Olénine craignait de perdre un seul de ses mouvements. C’était pour lui une vraie jouissance de voir sa taille se courber avec grâce et aisance. Sa chemise rose, son seul vêtement, drapait bien ses épaules ; et, quand elle se redressait, comme cette chemise dessinait bien les contours de son sein et de ses jambes fines ! Son pied étroit, chaussé de souliers rouges usés, se posait à terre sans se déformer ; ses bras énergiques, aux manches relevées, maniaient la pelle avec force, on aurait même dit avec colère ; ses beaux yeux profonds jetaient parfois un regard vers Olénine ; ses sourcils délicats se fronçaient, il est vrai, mais ses yeux exprimaient pourtant le plaisir d’être admirée et la conviction de leur beauté.

« Êtes-vous levé depuis longtemps, Olénine ? dit Béletsky, en uniforme d’officier, entrant dans la cour.

— Ah ! Béletsky ! s’écria Olénine, lui tendant la main. Pourquoi si matinal ?

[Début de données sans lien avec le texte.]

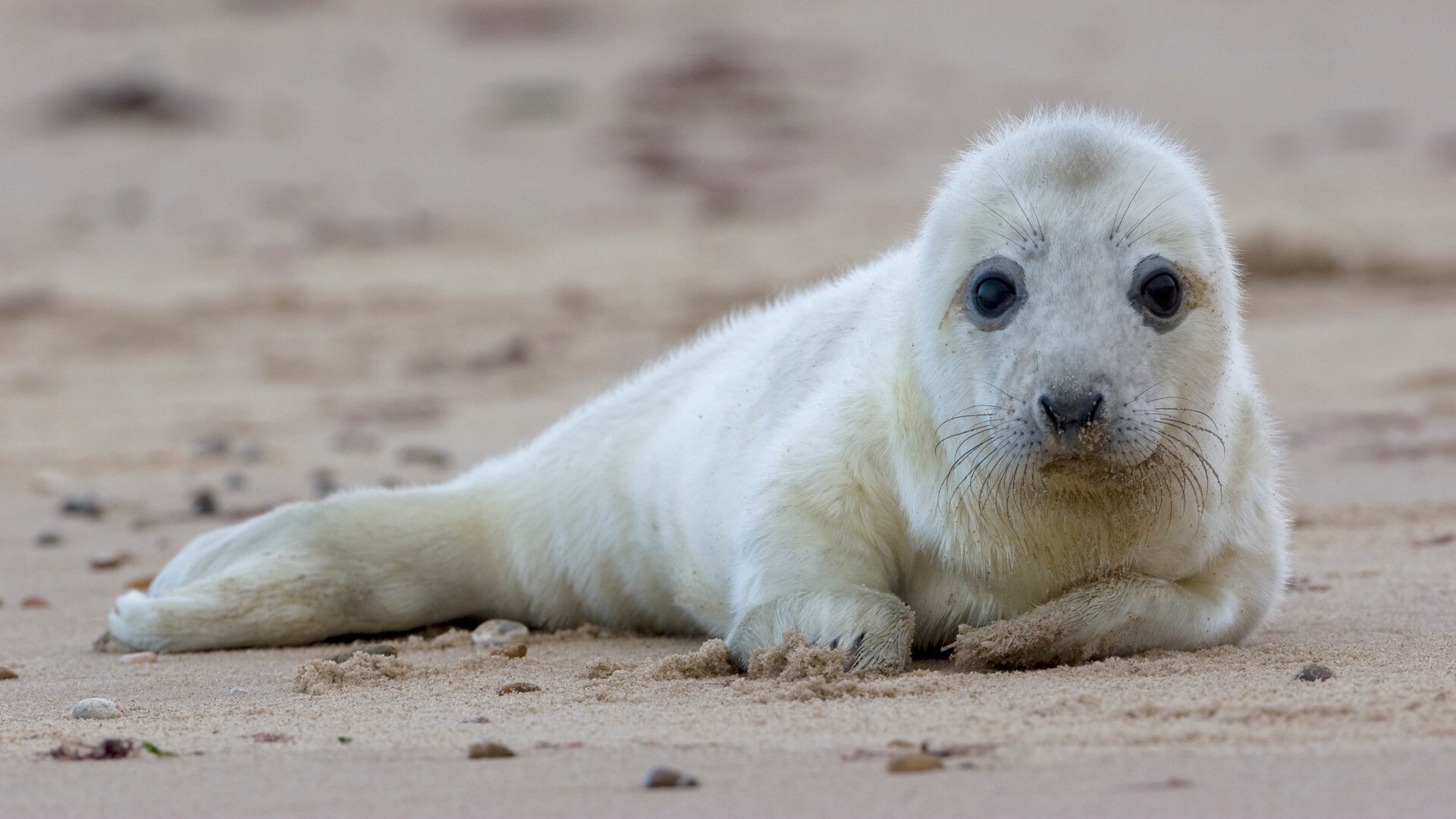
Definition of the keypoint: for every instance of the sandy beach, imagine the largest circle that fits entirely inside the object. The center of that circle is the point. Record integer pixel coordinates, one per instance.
(256, 249)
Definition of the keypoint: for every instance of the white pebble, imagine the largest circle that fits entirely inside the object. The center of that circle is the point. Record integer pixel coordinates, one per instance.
(95, 708)
(498, 632)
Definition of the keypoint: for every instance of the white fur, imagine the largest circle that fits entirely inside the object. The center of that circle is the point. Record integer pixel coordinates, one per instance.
(783, 469)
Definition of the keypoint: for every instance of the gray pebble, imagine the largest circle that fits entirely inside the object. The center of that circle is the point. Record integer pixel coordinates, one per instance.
(95, 708)
(83, 506)
(664, 777)
(482, 749)
(382, 651)
(1313, 672)
(204, 503)
(498, 632)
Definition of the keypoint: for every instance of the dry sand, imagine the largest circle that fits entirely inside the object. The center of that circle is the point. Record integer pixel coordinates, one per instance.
(388, 241)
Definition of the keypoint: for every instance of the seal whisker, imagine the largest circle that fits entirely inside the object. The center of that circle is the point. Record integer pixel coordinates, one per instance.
(1155, 210)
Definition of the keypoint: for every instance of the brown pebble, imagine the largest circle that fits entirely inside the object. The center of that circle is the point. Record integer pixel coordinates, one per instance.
(82, 506)
(381, 651)
(664, 777)
(912, 763)
(114, 560)
(204, 503)
(424, 457)
(482, 749)
(1313, 672)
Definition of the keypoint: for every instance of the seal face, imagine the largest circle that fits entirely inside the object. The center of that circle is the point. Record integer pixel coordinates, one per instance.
(1033, 435)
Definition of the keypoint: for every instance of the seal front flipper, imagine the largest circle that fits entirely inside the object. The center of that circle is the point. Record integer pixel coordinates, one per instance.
(1128, 613)
(873, 627)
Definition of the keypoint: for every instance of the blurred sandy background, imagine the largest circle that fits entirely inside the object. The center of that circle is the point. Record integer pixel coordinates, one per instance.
(265, 246)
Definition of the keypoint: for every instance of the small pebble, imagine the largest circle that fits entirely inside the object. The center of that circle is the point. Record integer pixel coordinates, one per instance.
(108, 561)
(212, 447)
(482, 749)
(82, 506)
(1313, 672)
(324, 484)
(498, 632)
(382, 651)
(912, 763)
(664, 777)
(424, 457)
(204, 503)
(95, 708)
(251, 452)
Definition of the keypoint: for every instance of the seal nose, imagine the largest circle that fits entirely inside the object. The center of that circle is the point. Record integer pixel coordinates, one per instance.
(1069, 413)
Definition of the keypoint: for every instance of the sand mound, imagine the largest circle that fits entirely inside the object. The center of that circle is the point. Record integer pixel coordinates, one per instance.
(319, 676)
(708, 661)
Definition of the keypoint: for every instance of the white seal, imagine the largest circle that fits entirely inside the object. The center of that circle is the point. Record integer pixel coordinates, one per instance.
(1034, 433)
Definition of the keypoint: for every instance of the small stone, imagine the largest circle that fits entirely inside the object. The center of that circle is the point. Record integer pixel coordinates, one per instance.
(482, 749)
(1313, 672)
(664, 777)
(382, 651)
(251, 452)
(425, 457)
(95, 708)
(215, 445)
(324, 483)
(513, 651)
(204, 503)
(498, 632)
(82, 506)
(913, 763)
(108, 561)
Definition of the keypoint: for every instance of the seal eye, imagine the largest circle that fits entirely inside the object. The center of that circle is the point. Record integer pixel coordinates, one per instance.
(1158, 292)
(1163, 295)
(993, 297)
(995, 290)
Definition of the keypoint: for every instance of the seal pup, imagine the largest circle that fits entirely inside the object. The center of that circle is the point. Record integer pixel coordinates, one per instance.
(1033, 433)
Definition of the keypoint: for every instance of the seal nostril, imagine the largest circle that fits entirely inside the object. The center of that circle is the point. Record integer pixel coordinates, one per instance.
(1050, 413)
(1071, 411)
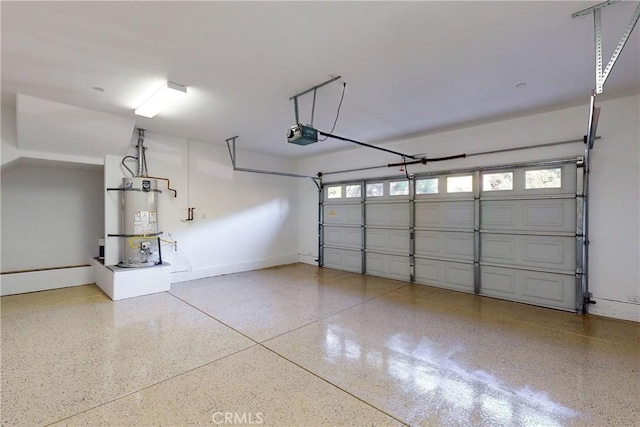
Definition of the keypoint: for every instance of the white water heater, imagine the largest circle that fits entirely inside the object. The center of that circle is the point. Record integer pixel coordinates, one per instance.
(140, 245)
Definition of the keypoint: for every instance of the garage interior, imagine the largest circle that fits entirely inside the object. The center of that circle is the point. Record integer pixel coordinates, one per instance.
(383, 213)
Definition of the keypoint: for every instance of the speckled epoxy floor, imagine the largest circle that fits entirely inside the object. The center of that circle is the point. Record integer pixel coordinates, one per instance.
(298, 345)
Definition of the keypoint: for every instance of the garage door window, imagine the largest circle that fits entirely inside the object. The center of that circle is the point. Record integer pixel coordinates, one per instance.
(334, 192)
(460, 184)
(353, 191)
(497, 181)
(399, 188)
(543, 178)
(375, 190)
(427, 186)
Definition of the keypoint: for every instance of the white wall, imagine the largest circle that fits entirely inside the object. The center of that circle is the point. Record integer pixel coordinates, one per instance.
(52, 214)
(242, 221)
(614, 194)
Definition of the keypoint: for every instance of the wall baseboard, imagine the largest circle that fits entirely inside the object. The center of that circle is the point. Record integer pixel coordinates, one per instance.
(615, 309)
(308, 259)
(184, 276)
(43, 280)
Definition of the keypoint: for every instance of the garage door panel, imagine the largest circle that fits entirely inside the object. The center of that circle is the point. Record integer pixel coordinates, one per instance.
(444, 274)
(558, 215)
(534, 287)
(389, 266)
(388, 214)
(451, 214)
(341, 259)
(342, 214)
(388, 241)
(552, 252)
(343, 237)
(442, 244)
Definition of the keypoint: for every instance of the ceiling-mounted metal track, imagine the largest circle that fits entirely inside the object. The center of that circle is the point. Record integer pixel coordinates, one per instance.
(231, 146)
(313, 89)
(601, 75)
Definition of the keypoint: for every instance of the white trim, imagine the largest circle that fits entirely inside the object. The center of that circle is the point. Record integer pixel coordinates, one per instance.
(183, 276)
(43, 280)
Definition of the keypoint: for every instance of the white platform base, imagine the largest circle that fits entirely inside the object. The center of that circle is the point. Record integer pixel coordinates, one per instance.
(34, 281)
(120, 283)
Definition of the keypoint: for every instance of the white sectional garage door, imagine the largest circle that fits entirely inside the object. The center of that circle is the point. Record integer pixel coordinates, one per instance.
(507, 232)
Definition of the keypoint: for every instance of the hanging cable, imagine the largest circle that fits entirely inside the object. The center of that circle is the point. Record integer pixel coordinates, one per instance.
(344, 86)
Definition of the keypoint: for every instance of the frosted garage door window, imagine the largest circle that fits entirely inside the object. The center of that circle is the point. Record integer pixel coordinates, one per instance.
(497, 181)
(375, 190)
(460, 184)
(399, 188)
(334, 192)
(543, 178)
(427, 186)
(353, 191)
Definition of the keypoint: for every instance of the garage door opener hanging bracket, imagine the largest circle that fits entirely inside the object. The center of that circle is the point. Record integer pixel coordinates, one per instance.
(231, 146)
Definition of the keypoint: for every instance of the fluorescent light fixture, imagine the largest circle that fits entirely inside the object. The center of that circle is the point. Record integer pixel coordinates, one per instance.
(166, 95)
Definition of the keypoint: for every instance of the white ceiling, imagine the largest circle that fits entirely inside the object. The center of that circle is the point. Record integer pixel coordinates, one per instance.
(411, 67)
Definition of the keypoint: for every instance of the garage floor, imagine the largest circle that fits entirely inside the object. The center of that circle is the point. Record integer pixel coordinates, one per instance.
(298, 345)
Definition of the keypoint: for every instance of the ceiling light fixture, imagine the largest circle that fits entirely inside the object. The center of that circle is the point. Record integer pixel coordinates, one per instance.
(167, 94)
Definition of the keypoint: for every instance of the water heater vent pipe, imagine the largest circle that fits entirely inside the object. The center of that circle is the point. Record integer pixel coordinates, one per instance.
(140, 147)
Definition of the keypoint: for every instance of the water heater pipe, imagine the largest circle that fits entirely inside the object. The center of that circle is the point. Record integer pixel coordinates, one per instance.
(140, 153)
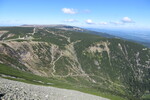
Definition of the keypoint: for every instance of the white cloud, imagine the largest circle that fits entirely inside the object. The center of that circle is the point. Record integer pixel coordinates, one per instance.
(89, 21)
(126, 20)
(86, 11)
(116, 23)
(103, 23)
(69, 10)
(70, 20)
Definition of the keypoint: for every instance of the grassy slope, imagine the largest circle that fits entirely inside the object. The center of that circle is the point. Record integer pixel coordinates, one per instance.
(60, 83)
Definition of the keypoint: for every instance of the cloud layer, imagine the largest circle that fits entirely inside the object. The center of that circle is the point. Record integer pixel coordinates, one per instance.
(69, 11)
(70, 20)
(89, 21)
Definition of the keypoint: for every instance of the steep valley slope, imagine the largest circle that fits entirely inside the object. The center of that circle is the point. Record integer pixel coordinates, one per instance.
(96, 64)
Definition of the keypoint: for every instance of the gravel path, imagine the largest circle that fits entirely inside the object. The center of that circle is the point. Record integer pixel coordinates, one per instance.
(14, 90)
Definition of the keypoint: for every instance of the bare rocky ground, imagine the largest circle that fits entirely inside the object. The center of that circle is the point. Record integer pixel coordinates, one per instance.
(13, 90)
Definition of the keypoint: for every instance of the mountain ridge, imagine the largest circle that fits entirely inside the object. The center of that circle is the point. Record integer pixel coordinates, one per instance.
(108, 65)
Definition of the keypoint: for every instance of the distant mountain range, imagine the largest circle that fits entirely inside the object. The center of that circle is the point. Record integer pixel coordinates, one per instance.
(142, 37)
(75, 58)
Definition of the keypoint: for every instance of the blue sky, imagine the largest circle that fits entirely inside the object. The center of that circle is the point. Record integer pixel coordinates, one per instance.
(124, 14)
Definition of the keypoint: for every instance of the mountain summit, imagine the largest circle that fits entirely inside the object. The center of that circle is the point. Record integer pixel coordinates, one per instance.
(70, 57)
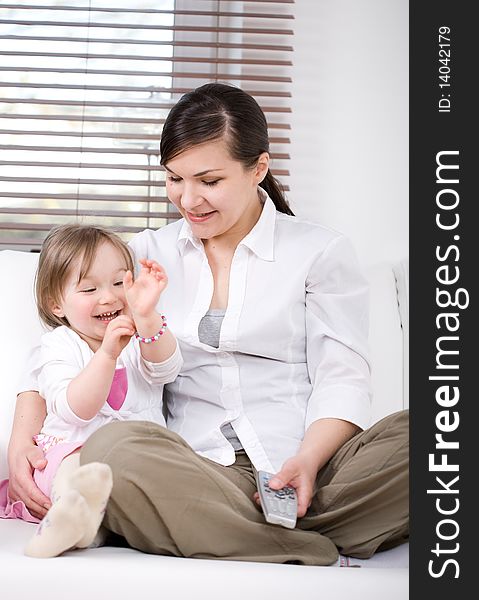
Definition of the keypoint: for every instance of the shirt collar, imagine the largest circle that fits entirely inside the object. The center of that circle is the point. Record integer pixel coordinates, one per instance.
(259, 240)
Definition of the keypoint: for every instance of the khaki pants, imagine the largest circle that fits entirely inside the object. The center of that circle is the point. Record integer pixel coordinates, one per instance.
(168, 500)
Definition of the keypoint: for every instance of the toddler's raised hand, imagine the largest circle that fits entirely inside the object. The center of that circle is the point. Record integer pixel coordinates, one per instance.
(117, 335)
(143, 294)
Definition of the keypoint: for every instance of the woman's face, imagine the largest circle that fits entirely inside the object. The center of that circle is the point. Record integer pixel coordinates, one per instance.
(214, 192)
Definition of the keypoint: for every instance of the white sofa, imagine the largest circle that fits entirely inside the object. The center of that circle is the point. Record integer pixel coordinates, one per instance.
(122, 573)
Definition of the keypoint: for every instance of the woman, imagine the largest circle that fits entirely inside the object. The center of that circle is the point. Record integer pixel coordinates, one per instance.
(271, 316)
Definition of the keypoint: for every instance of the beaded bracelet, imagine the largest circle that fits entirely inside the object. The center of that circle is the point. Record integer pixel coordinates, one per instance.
(155, 337)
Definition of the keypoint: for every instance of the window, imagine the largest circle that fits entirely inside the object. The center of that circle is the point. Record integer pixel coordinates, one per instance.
(86, 86)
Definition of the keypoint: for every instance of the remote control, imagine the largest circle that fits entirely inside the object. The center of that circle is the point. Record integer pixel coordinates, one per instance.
(280, 507)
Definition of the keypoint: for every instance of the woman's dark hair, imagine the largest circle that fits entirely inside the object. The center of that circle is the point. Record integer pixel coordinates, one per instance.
(217, 110)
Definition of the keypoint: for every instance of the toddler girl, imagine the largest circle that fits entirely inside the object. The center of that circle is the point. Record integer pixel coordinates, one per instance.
(106, 358)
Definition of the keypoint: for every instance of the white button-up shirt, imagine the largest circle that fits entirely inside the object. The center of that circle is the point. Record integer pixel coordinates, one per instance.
(293, 342)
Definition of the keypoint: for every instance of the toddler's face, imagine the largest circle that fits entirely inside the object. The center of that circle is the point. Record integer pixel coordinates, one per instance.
(91, 303)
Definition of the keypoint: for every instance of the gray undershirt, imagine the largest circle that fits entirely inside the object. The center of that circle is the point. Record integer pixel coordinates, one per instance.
(209, 333)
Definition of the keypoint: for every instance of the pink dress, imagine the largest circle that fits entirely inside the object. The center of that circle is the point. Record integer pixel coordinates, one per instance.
(55, 450)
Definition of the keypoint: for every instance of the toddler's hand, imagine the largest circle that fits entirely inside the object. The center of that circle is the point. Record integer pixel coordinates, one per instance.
(144, 293)
(117, 335)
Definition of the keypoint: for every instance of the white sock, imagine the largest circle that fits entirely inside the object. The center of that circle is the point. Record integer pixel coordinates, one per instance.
(94, 482)
(62, 528)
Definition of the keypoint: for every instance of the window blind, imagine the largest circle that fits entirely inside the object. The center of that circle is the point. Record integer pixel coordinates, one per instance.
(85, 88)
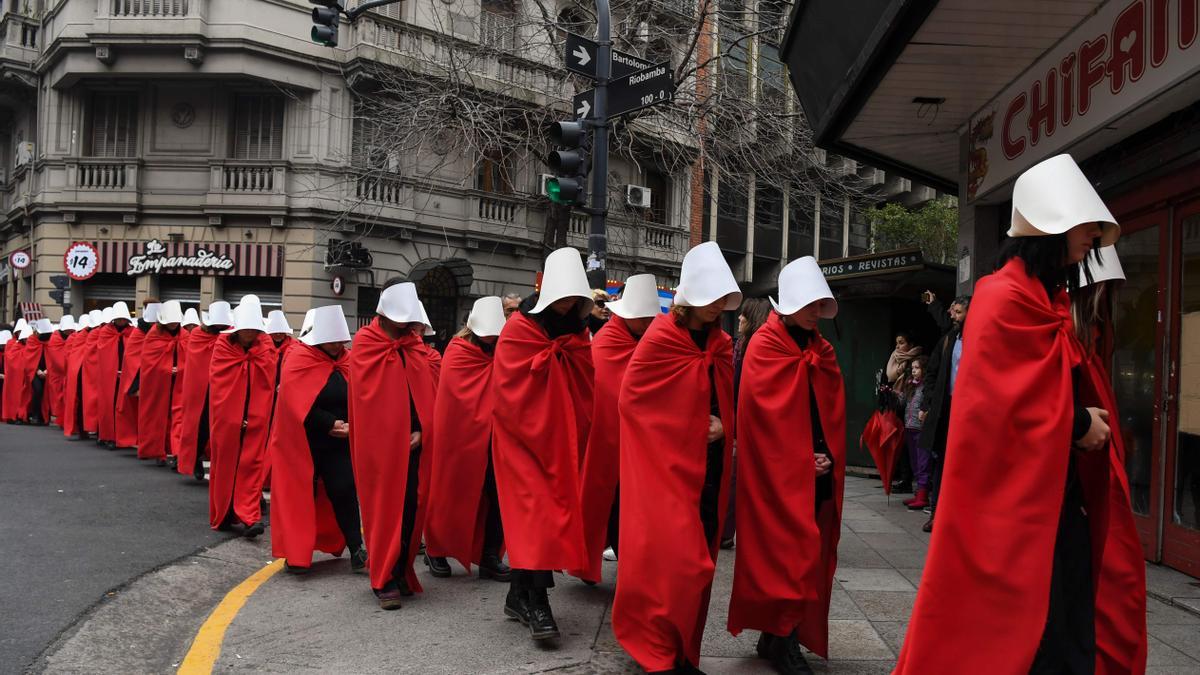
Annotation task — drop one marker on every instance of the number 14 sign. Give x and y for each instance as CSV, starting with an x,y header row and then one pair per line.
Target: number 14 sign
x,y
81,261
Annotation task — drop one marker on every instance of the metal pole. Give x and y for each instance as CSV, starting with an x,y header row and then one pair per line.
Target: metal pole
x,y
598,239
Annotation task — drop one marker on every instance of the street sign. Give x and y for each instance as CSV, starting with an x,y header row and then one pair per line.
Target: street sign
x,y
634,91
81,261
581,58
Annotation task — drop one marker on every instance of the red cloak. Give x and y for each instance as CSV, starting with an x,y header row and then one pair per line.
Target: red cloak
x,y
159,389
72,390
666,567
109,347
783,577
384,388
193,396
985,590
541,393
127,405
1119,567
301,517
55,374
91,382
240,395
611,350
462,414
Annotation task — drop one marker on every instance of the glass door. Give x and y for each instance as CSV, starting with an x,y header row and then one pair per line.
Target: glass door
x,y
1181,523
1137,368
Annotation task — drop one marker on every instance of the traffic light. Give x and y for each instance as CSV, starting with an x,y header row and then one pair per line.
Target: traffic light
x,y
325,18
569,162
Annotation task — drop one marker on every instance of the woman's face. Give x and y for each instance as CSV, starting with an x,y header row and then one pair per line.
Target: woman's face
x,y
1080,240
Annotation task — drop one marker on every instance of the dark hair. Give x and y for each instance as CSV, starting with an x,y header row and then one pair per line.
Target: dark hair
x,y
1044,260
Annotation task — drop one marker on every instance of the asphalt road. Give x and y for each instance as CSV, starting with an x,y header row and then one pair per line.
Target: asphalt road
x,y
76,523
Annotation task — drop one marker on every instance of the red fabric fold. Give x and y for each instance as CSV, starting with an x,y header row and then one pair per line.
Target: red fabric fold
x,y
197,362
462,414
611,350
984,592
787,553
301,514
241,393
543,398
384,388
159,390
665,575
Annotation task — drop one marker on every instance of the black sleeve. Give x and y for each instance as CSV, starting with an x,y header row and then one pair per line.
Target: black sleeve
x,y
319,420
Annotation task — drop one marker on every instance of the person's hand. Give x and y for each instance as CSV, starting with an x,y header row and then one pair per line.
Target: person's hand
x,y
715,429
825,465
1097,434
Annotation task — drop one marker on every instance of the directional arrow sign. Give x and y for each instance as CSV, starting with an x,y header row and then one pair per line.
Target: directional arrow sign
x,y
634,91
581,58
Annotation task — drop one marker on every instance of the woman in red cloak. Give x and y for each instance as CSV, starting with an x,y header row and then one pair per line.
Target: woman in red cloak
x,y
676,449
541,383
241,376
393,390
463,518
792,406
313,501
193,426
1009,585
612,347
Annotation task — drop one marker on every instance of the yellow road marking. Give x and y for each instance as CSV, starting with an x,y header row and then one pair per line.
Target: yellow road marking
x,y
207,646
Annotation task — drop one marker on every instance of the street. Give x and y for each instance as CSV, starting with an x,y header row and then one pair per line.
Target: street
x,y
119,572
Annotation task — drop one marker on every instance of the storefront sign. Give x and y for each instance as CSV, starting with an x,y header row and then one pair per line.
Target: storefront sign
x,y
81,261
155,260
1123,55
871,264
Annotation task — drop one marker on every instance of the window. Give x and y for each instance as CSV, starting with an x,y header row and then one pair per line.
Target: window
x,y
493,173
258,126
114,125
660,193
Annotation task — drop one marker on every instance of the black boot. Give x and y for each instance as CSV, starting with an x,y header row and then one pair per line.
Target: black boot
x,y
541,617
438,566
491,566
787,657
516,605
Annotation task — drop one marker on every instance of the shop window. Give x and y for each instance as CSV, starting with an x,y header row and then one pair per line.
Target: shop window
x,y
114,125
258,126
495,172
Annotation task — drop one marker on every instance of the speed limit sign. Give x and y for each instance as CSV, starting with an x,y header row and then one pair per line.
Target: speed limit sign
x,y
81,261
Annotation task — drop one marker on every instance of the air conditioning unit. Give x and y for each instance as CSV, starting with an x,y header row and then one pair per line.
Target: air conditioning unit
x,y
637,196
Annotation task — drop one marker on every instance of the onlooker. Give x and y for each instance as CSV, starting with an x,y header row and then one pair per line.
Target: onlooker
x,y
939,387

— Que faire ? on m’a mis à la porte ; on donne un bal dans mes appartements. Marianna ! viens-tu chez Oustinka ? oui ? » dit-il s’adressant à la jeune Cosaque.

Olénine était confondu de ce que Béletsky osât parler sans aucune gêne à cette femme.

Marianna fit semblant de ne pas entendre, baissa la tête, jeta la pelle sur son épaule et rentra.